Who Caused The 19th Amendment ?
The 19th Amendment was approved on 4 June 1919. The amendment proposal was strongly supported by President Woodrow Wilson on 9 January 1918 to ensure voting equality for women in the country. The provisions of the 19th Amendment were approved by the House of Representatives after a lot of heated discussions the very next day, on January 10, 1918.
However, the amendment proposal was disapproved by Senate, which chose to put the debate on hold until October 1918. The amendment was finally rejected by three votes when the Senate voted on it in October. There were a number of factors that eventually caused the 19th Amendment.

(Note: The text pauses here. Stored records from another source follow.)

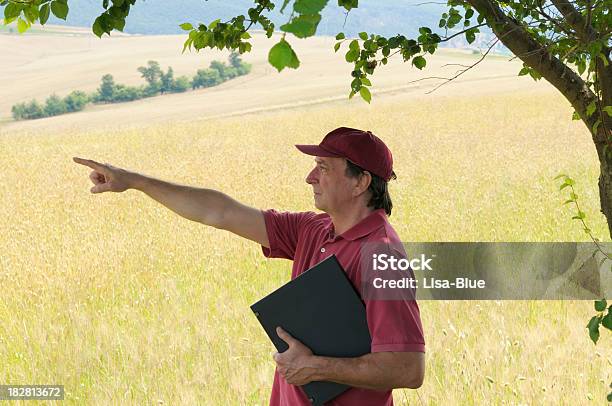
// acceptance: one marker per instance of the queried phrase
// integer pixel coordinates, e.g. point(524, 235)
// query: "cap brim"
point(316, 150)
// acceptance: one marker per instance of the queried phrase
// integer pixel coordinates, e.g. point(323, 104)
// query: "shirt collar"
point(371, 223)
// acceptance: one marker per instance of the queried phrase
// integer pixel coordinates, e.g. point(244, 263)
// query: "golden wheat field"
point(123, 302)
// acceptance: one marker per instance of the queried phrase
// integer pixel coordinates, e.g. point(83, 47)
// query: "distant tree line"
point(158, 82)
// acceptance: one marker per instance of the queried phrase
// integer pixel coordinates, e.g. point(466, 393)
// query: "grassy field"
point(124, 302)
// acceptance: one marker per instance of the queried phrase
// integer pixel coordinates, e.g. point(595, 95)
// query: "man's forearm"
point(202, 205)
point(370, 371)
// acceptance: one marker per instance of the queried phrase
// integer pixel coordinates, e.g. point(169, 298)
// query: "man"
point(349, 184)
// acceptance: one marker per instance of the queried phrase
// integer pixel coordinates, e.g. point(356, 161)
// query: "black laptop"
point(322, 309)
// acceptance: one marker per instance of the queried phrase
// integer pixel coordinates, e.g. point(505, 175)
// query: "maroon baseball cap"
point(360, 147)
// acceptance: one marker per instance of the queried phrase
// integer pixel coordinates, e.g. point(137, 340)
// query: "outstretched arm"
point(206, 206)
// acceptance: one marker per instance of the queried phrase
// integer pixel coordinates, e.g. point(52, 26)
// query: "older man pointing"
point(349, 184)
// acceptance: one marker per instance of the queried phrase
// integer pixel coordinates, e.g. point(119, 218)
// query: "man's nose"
point(312, 177)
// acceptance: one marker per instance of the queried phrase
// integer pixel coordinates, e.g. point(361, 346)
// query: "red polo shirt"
point(308, 238)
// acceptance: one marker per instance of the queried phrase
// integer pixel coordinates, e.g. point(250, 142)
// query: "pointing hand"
point(105, 177)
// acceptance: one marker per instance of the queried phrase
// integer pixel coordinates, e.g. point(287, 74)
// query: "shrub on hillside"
point(206, 78)
point(180, 85)
point(76, 101)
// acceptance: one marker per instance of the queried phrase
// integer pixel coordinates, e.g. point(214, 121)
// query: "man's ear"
point(363, 183)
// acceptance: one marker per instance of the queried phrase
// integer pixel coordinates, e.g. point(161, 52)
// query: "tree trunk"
point(568, 82)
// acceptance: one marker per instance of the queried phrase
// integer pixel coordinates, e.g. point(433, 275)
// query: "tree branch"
point(573, 17)
point(535, 55)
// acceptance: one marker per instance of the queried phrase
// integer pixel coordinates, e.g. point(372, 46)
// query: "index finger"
point(88, 162)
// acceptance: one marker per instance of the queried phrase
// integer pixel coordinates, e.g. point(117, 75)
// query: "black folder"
point(322, 309)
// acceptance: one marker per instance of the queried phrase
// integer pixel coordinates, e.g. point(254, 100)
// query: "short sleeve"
point(393, 315)
point(283, 229)
point(395, 325)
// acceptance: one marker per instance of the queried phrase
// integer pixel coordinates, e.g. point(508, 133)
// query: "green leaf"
point(31, 14)
point(419, 62)
point(97, 28)
point(596, 125)
point(309, 6)
point(302, 26)
point(607, 321)
point(591, 109)
point(59, 9)
point(45, 10)
point(284, 5)
point(22, 25)
point(593, 327)
point(352, 55)
point(282, 56)
point(365, 94)
point(470, 36)
point(600, 305)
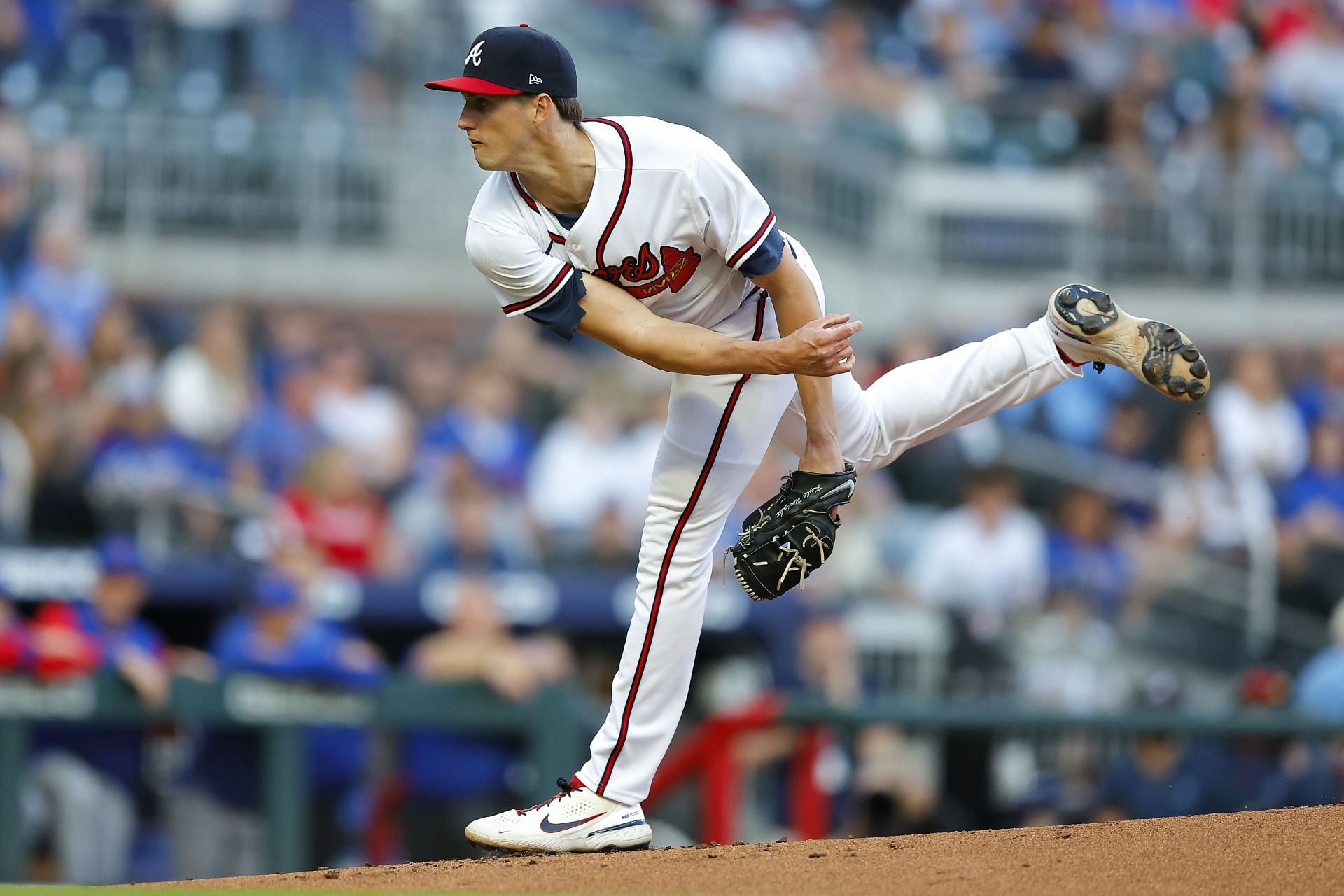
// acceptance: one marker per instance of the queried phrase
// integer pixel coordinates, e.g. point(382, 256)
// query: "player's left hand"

In response to the rejection of the amendment proposal by the Senate, the National Woman’s Party began to organize events and rallies to urge the US citizens to vote against anti-suffrage Senators during the mid-term elections of 1918. After these elections were over, a large majority of the Congress members were pro-suffrage. The proposal for the 19th Constitutional Amendment was again put forward in both houses. It got approved by a vote of 304 votes to 89 votes in the House of Representatives on 21 May 1919. It was also passed by the Senate on 4 June 1919, by a 56 votes to 25 votes.
Finally, the amendment was ratified by 36 different state legislatures and declared as the 19th Amendment to the US Constitution. The Tennessee General Assembly was the last to ratify the amendment by margin of just 1 vote on 18 August 1920. The official adoption of the amendment was attested on 26 August 1920 by the Bainbridge Colby, the then Secretary of State.